Every state has an urban and community forestry program, and these need to meet criteria to receive baseline funding from the U.S. Forest Service: a program manager, a volunteer coordinator, and a council that guides the staff. We have a council of about 20 people, a mixture of arborists, landscape architects, a history professor, people who work with plants and in agriculture. They meet quarterly. Some of our funding comes from the U.S. Forest Service baseline funding and state funding. Everything else we do is grant-funded.

We have a new-to-us project working with black ash research and indigenous basket makers. Black ash will likely be lost very quickly in Vermont, so we’re working to understand what that means ecologically in terms of local hydrology – and also culturally. Who should have these resources while we can still harvest them? For basket makers, there’s a whole process of pounding and storing splints. We have a graduate student from UVM working with us this year, setting up some black ash monitoring plots. We’ve really been trying to wrap our heads around the “community” of Urban & Community Forestry being black ash basket makers. Our communities are not just outlined by town lines, but there are people who have a shared interest. In this particular situation, that’s thousands of years of history on the land and Indigenous sovereignty to some of these materials. It’s hugely interesting and hugely complicated.

Urban and Community Forestry with Joanne Garton
Joanne (2nd from right) meets with volunteers at the Old Stone House Museum in Brownington, to discuss long-term tree health, new tree plantings, and the community’s vision to steward this historic tree canopy.

I think the correlation between my music and my work is really the teaching component. I’ve been teaching music and dance since I was about 16 and now teach fiddle, step dance, and Highland dance. I’ve been an urban forester for 5 years, but I’ve been a teacher for much longer. I use those teaching skills now in my work, whether it’s in a Zoom meeting, or teaching a 7th grade science class or a group of volunteers at museum grounds, or meeting with road crews and public works departments. There’s a lot of meeting your audience where they are both physically and in the subject matter – and enjoying it, hopefully. Having that comfort of being able to adjust to different learning styles. Being able to share what you know and still hear their questions. Even though I have a lot to learn about urban forestry and trees, it’s still very much about communicating to people why it’s important, encouraging people, making people feel empowered about what they’re doing.

I do love working outside. I love field days. I love that they’re different, that you’re sweaty and tired. But with urban and community forestry, it really is all about the people. So hopefully the field work involves some cool trees, but it’s also about who you met, who talked with you, who your contact there is and what they wanted to talk about, and what the different opinions are. Sometimes you come prepared to inventory 100 trees and you inventory 20 trees and talk with the neighbors for four hours.

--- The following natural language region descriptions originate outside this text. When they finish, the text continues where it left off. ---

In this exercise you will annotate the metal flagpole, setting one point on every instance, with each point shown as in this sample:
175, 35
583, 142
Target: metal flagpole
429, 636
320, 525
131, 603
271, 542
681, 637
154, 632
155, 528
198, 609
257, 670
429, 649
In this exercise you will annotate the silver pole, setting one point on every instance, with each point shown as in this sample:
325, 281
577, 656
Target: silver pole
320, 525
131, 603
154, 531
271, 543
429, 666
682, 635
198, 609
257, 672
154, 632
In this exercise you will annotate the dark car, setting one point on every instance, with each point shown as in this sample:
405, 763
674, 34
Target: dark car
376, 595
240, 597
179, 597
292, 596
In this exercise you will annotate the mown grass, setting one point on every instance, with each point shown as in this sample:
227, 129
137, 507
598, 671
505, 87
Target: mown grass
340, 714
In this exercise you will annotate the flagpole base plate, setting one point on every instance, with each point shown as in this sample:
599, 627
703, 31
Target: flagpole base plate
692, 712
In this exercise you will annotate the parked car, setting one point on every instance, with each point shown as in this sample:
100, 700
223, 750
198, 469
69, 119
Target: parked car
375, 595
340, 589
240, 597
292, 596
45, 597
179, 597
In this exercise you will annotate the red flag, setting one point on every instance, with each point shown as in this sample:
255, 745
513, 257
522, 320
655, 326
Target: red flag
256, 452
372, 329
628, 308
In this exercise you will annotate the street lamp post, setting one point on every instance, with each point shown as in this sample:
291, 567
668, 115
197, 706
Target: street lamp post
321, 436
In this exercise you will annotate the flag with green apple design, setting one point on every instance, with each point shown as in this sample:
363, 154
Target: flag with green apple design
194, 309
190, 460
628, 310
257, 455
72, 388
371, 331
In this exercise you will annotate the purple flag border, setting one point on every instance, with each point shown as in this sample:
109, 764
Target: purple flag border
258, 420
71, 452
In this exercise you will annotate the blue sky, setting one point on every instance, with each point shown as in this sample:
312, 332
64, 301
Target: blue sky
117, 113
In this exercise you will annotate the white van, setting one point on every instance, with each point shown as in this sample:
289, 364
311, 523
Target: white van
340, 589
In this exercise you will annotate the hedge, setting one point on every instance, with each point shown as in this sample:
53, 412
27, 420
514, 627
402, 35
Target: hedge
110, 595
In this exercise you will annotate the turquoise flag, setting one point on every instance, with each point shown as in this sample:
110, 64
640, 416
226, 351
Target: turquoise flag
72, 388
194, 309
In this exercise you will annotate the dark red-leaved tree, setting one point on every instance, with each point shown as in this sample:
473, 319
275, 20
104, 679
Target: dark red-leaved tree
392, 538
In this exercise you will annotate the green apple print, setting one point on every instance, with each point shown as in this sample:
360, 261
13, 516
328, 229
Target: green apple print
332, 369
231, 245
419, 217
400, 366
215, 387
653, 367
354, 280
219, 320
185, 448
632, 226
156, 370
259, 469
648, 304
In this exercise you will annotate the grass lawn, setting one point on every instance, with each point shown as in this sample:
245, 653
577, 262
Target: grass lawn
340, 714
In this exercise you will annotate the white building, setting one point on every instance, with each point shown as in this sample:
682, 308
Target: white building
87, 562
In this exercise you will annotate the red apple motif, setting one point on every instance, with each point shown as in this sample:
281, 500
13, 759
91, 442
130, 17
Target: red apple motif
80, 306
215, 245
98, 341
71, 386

The term “urban and community forestry” was coined in the 1990s. It’s not something that people have been doing formally for generations. But there have been trees in built environments since forever – whether they were left as settlements were built, or they were planted in developed areas. That intersection of where the natural world and the built world meet is everywhere now. The built environment isn’t just sidewalks and roads, it’s powerlines, it’s mining, it’s fracking. Having people be happy and feel connected in their environment – whether that’s Montpelier or a small, rural town – is really important, because that’s the nature they see when they walk out the door or look out the window. Having people feel vested in all those pockets and how they’re connected is part of what urban and community forestry gets at. It’s a pretty limitless field if you’re willing to think broadly about it.

Discussion *

Jul 28, 2022

Joanne is full of energy and knowledge and always up for playing hard on the “tree team.” I so enjoy working with her.